5. Validation, end-to-end
We ran 20 test queries across 8 languages as part of the initial build-out. Each query expresses the same underlying consumer intent ("beauty in Singapore", "Xiaomi phone", "sneakers Singapore", etc.) in a different language. All 20 resolved to the expected top-1 brand. That's the bar we shipped at — the multilingual layer has to work across all nine variants or the region-first commerce thesis doesn't land.
You can watch this end-to-end in the live demo: it runs four real MCP calls in four different languages — Chinese, Thai, Japanese, English — against the production endpoint. What the demo renders is what any OpenUI-based chat client with our MCP installed would render for a user's query.
6. What's next
Three things we are adding in the next version:
- Language-specific CTAs. A Korean-speaking user should see Korean text on the click-through card, not "Visit Sephora." Lightweight i18n layer — we already have the translations ready; just needs wiring into the tool output.

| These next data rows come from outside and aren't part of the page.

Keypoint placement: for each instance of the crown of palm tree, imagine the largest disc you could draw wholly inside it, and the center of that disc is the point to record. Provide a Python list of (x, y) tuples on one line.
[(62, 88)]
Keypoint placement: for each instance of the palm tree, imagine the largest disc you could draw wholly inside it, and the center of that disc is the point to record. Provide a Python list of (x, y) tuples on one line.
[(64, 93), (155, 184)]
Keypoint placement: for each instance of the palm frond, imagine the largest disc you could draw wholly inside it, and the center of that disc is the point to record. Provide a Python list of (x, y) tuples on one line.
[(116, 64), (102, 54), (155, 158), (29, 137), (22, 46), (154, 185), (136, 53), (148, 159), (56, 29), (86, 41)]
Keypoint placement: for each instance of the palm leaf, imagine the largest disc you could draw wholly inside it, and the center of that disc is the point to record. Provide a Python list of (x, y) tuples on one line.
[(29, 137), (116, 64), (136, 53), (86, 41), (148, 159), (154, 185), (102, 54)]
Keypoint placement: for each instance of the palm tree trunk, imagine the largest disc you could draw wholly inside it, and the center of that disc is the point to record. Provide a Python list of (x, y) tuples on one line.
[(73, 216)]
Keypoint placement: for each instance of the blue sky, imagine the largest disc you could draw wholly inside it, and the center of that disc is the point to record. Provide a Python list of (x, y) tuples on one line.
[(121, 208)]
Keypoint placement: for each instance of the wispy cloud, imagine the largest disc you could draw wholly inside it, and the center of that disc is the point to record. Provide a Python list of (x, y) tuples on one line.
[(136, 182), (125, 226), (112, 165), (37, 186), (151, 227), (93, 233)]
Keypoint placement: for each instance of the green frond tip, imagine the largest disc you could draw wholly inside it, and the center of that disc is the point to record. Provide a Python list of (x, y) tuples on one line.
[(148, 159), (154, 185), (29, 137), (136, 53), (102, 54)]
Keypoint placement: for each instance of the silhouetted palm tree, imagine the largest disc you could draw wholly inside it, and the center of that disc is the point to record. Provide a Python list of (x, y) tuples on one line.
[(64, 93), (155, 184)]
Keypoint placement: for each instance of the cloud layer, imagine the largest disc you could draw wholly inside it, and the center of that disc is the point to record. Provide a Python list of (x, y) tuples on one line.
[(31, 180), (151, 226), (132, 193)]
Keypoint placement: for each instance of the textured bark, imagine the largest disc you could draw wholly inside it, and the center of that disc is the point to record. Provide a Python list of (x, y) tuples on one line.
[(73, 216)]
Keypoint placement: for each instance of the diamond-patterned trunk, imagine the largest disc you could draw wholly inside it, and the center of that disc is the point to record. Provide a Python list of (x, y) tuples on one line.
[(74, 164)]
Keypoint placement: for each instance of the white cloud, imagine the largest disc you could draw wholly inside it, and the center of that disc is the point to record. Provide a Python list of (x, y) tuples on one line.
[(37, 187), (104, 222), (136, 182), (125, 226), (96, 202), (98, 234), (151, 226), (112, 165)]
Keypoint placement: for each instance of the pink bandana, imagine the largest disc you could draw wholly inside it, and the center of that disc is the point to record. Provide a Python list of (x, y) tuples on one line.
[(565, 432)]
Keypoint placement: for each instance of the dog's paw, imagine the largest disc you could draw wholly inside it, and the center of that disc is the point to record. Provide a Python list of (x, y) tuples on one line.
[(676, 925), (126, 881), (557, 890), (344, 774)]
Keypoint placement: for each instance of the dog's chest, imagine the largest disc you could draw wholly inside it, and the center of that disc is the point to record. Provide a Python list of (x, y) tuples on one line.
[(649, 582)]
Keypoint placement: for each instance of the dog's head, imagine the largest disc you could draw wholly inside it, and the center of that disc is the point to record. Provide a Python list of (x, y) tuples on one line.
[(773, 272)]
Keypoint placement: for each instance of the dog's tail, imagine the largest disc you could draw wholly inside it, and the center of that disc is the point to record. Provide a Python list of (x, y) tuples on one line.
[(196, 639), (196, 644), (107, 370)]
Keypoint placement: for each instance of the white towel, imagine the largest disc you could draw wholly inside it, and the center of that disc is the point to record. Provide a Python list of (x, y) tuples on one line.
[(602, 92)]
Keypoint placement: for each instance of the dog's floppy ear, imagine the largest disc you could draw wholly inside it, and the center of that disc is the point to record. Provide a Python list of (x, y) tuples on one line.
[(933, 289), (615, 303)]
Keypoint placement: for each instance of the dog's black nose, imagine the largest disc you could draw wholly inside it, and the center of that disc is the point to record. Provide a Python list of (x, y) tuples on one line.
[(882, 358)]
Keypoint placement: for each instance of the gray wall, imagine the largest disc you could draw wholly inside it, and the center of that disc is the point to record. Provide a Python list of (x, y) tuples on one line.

- Romanized Cantonese and Hokkien. SEA Chinese diaspora doesn't always type in Mandarin; some localization varies. Low-priority but noticing the gap.
- Arabic and Vietnamese tokenization tweaks. Arabic isn't in scope today but likely joins when we cover Middle East. Vietnamese has diacritic ambiguity that our current tokenizer doesn't fully handle (tiếng vs tieng).
None of this is theoretical. The multilingual index is already the core differentiator we've shipped — the surface where agents asking in Thai, Indonesian, or Japanese get answers that actually match the user's intent, without anyone having to translate the query first.